With this simple function, we can play around with the initial frequency of the \(A_1\) allele and the relative fitness of the 3 genotypes. Try a few different values for yourself to see.

# keeping the initial frequency constant
selection_model(p = 0.5, rel_fit = c(1, 1, 0.75))
selection_model(p = 0.5, rel_fit = c(1, 1, 0.5))
selection_model(p = 0.5, rel_fit = c(1, 1, 0.3))

To get a good idea of how the model works, what we really want to do is examine its change in frequency over time. We can do this neatly using the vectorisation skills we learned in the last session. We will initialise two values - the intial frequency p and the number of generations we want to simulate selection for, n_gen.

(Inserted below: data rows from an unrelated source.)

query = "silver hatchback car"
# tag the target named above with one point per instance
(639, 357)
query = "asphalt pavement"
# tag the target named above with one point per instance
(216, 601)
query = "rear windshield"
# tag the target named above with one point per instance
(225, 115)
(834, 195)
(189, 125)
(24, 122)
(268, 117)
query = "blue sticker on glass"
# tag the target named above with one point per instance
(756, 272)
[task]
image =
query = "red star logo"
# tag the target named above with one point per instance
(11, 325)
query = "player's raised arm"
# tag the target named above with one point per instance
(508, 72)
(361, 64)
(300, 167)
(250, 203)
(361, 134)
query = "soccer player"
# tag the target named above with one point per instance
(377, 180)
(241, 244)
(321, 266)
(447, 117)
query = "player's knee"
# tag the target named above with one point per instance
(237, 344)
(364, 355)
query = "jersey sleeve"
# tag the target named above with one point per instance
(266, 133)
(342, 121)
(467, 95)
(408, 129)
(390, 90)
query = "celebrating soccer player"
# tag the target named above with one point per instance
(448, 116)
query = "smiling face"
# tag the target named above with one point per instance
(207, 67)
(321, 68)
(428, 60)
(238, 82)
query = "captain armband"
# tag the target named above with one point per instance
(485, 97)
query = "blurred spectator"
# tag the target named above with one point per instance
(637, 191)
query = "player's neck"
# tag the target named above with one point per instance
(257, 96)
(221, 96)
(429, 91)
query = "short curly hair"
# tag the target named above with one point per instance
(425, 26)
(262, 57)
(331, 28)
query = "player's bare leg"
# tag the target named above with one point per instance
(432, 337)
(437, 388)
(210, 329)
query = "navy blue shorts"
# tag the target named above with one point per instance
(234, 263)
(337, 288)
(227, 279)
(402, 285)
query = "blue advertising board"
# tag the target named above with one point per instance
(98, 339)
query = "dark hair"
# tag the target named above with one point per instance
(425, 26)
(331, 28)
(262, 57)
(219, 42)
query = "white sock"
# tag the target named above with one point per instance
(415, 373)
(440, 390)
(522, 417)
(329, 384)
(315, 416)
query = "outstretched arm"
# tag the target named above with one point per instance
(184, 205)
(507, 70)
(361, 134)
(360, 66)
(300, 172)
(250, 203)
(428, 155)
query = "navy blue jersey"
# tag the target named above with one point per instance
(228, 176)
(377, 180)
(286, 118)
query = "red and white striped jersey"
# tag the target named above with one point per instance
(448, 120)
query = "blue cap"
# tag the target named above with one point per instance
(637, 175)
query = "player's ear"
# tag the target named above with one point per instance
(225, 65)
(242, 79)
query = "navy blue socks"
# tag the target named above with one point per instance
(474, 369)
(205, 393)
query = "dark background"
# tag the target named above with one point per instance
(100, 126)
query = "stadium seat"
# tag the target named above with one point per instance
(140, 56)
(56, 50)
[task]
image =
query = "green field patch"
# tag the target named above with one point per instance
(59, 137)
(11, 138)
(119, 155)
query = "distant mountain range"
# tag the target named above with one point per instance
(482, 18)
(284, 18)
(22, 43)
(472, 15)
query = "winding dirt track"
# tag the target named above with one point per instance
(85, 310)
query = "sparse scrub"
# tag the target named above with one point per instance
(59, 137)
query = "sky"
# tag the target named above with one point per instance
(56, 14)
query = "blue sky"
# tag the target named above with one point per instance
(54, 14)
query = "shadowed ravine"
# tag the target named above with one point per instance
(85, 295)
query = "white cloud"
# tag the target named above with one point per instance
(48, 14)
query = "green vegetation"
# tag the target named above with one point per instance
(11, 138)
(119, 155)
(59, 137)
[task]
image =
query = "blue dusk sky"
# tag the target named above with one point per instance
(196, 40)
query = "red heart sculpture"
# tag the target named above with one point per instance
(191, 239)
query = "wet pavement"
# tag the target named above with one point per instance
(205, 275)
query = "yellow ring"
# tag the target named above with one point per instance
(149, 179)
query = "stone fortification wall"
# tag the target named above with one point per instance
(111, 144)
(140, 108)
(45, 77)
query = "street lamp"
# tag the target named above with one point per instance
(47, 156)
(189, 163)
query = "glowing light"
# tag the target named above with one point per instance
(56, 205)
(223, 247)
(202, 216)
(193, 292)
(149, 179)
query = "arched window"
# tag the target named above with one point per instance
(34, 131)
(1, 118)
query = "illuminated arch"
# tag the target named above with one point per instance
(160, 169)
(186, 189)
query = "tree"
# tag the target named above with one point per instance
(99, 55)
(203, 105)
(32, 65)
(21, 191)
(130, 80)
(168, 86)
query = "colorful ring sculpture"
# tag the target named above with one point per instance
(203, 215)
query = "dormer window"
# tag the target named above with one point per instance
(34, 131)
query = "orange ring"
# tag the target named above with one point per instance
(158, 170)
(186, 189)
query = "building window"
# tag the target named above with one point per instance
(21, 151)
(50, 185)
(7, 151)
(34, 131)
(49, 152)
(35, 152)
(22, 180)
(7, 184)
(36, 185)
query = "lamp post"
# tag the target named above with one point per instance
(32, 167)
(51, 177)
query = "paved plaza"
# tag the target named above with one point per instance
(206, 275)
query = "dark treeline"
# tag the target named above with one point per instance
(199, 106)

# first initialise the values
p <- p_init <- 0.5
n_gen <- 100

# use sapply to repeatedly run the selection model
p_vec <- sapply(1:n_gen, function(y){
  p_t <- selection_model(p = p, rel_fit = c(1, 1, 0.75))
  p <<- p_t
})

# combine the initial p and the values of p across each generation
p_vec <- c(p_init, p_vec)

So all we did here was wrap our selection_model function in an sapply command. We also took a moment to combine our initial value of p p_init to the the p_vec output. Note again that we used the <<- notation - this simply tells R to repeatedly update the value of p within our function. Why do we need to do this? Well you can run the following sapply wrapped version of selection_model to see.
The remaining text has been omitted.